Karol (Zbigniew Zamachowski) è un uomo qualsiasi, un parrucchiere polacco di Parigi che non riesce a consumare il matrimonio con Dominique (Julie Delpy) e per questo è costretto ad accettare il divorzio da sua moglie. Si ritrova per strada, senza una lira e senza passaporto. L’incontro con il connazionale Mikolaj cambierà le redini della storia, Karol tornerà in Polonia dove escogiterà la sua ascesa e la sua vendetta, nonché riconquista, nei confronti dell’ex moglie.

Karol è tenero e goffo, ascende nel capitalismo barbaro senza farsi corrotto, senza alcun interesse nella seduzione della ricchezza bensì spinto da altri desideri, riesce nel cambiamento e si trasforma in un uomo d’affari. Il male del capitalismo ritratto con la frase ridondante “Si può comprare tutto”, Kieslowski mostra una Polonia dove si può ottenere qualsiasi cosa, anche un cadavere, è sufficiente avere denaro, senza vincoli morali non è difficile realizzare i propri profitti.

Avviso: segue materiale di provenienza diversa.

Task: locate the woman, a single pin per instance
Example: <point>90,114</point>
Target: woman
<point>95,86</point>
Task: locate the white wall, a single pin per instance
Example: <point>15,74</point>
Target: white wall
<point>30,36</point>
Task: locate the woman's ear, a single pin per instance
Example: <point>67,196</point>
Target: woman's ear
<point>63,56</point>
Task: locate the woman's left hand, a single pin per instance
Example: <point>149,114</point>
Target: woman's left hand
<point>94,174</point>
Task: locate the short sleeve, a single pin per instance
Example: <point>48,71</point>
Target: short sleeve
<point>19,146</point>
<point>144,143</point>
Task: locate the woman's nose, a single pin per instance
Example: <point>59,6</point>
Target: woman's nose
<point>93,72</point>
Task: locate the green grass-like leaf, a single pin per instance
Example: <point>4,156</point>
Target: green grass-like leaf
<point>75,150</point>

Karol attraversa il dolore, la disperazione, le prove, il riscatto, la strada sterrata per conquistare l’uguaglianza, la possibilità di comunicare e finalmente parlare la stessa lingua di Dominique. «Dov’è l’uguaglianza?» chiede Karol al giudice in tribunale «Solo perché non parlo la stessa lingua la corte si rifiuta di ascoltare i miei argomenti?»

È un film sul passato che elabora il futuro, sull’appartenenza alle proprie origini, la neve che ricopre la discarica a Varsavia e che fa esclamare al protagonista «Finalmente a casa!», luoghi lontani di appartenenza e il ritorno a essi, la necessità di tornare per andare avanti.

È un revenge movie, è un film di disperazione che porta alla riconquista e all’attivazione della volontà, all’evoluzione dello stato d’animo dall’insicurezza alla piena coscienza delle proprie capacità e alla risalita, all’evoluzione come processo interiore che si manifesta anche nell’esteriorità, Karol che non alza i piedi ma li trascina, vittima degli eventi nei quali si trova coinvolto, trascinato dalla corrente delle decisioni altrui. Il contrasto tra il lato asettico e quello sporco, il volo libero dei piccioni nei flashback del matrimonio in contrapposizione agli escrementi dei volatili sul soprabito di Karol quasi come un insulto alla sua visione differente del mondo, il canto del battito d’ali che ricorre come un mantra, la forza di un ricordo che scatena la perseveranza nell’affrontare le prove, la necessità di disfarsi, raggiungere il punto più basso per poi ricrearsi e rinascere.

L’incontro con Mikolaj è rivelatore, sono due opposti di una scala sociale, uno non ha più nulla, l’altro possiede tutto ma è vittima di uno stato d’infelicità costante. Al di là dei possedimenti, al di là della propria condizione sociale e delle proprie convinzioni nasce un rapporto cruciale nelle rispettive vite. Rivelatori sono gli incontri che Kieslowski dissemina nel destino dei personaggi della trilogia, decisivi nel percorso della storia. 

Viene da chiedersi, perché l’uguaglianza di Karol riesce a compiersi esclusivamente nel momento in cui indossa gli abiti dell’affarista e dell’uomo senza scrupoli? Perché è necessario indossare una maschera per essere riconosciuti? Perché l’umiltà e l’ammissione delle fragilità emotive e materiali vengono ignorate o intese come debolezze da emarginare? Essere diversi implica un’impossibilità all’uguaglianza? Ma poi essere diversi rispetto a cosa?

Film bianco, come tutta la trilogia dei colori, è pornografia del dolore ma in questo rappresentare ci si sente compresi e inevitabilmente meno soli.